A group of activists is lobbying the federal government to adopt the term genocide when describing Canada’s historical treatment of First Nations people.
The three activists include former Assembly of First Nations chief Phil Fontaine, former executive director of the Canadian Jewish Congress Bernie Farber and neurosurgeon and philanthropist Michael Dan.
Farber says the government’s treatment of Indigenous people satisfies most, if not all, of the commonly accepted terms of what constitutes a genocide under the United Nations charter.
“We’ve caused serious bodily and mental harm to members of the group,” he says. “We have deliberately inflicted on the group conditions of life calculated to bring about its physical destruction in whole or in part.”

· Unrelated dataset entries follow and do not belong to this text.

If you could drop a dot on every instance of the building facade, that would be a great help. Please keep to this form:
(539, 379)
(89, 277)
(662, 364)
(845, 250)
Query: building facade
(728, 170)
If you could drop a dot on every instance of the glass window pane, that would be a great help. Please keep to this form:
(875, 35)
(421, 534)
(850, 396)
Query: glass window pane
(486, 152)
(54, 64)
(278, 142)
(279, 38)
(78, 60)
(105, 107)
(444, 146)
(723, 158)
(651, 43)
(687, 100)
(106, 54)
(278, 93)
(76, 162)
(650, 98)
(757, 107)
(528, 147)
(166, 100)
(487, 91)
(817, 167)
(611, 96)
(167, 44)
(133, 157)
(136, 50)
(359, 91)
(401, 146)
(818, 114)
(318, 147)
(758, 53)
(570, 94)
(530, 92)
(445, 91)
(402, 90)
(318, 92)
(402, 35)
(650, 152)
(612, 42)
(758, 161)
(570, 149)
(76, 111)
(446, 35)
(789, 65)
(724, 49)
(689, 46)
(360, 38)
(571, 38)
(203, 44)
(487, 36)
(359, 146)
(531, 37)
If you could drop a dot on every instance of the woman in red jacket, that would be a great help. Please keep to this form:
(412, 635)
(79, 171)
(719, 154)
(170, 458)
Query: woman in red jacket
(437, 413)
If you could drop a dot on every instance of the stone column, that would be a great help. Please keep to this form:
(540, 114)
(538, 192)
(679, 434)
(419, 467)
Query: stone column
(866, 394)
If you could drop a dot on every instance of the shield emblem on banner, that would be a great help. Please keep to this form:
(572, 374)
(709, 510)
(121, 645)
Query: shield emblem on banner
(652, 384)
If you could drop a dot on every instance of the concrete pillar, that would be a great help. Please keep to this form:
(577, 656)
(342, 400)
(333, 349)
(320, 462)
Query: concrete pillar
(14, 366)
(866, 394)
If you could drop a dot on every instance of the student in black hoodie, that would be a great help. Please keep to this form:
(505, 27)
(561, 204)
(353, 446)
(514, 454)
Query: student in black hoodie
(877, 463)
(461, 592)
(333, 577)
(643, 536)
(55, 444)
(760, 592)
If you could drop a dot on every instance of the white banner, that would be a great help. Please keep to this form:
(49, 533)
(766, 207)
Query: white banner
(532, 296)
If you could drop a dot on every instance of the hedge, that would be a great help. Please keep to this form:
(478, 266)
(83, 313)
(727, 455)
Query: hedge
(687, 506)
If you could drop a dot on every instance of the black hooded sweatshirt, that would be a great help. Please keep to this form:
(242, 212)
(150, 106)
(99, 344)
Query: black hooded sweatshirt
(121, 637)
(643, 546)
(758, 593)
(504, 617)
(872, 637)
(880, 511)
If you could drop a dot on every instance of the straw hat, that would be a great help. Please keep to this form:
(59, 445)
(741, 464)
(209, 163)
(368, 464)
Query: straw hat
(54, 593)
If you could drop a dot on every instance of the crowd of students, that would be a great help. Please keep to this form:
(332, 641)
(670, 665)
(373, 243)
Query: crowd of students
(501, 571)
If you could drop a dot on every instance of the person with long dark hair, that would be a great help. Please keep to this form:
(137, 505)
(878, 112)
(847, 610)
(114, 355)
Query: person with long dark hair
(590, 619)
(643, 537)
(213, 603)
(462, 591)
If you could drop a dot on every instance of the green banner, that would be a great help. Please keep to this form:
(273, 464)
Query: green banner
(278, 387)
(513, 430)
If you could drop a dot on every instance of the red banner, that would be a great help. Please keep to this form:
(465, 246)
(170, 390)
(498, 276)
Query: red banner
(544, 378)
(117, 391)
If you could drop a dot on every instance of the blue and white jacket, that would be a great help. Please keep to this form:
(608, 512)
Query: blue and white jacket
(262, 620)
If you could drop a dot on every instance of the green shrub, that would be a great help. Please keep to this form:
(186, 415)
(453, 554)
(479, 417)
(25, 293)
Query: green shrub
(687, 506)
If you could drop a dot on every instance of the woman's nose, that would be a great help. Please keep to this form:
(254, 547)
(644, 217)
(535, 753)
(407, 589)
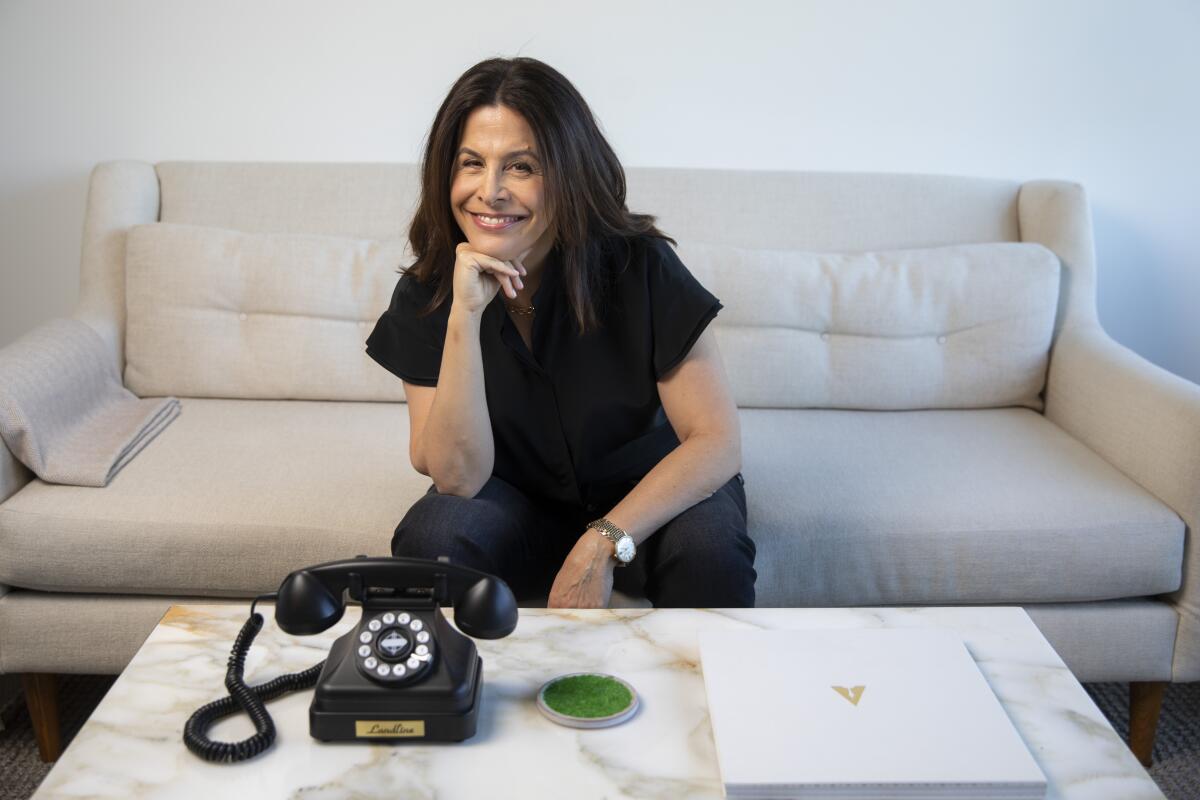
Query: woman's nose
(493, 190)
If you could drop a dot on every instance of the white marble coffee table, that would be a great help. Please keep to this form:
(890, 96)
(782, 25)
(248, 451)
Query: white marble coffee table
(132, 745)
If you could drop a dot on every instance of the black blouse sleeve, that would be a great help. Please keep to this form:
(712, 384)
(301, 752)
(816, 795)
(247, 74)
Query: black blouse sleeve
(405, 344)
(681, 307)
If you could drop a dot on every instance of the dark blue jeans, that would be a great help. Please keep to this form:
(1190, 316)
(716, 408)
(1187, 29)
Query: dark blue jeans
(701, 559)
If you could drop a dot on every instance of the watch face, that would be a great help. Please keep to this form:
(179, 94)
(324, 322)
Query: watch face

We marched First Nations tribes from their traditional territories into swamplands. We’ve poisoned their waters. We’ve kidnapped their children. This list is sadly endless.”
He adds genocide can take on many different forms with perhaps the Holocaust being the most extreme example.
Farber says they are unsure whether or not the Harper government will adopt the term in the immediate future but the government certainly has nothing to lose by doing so since most of this mistreatment occurred under Liberal administrations.
A number of groups are also currently pressuring the Harper government to release all documentation relating to Indian residential schools where it is believed a number of accounts of abuse and violations of human rights exists.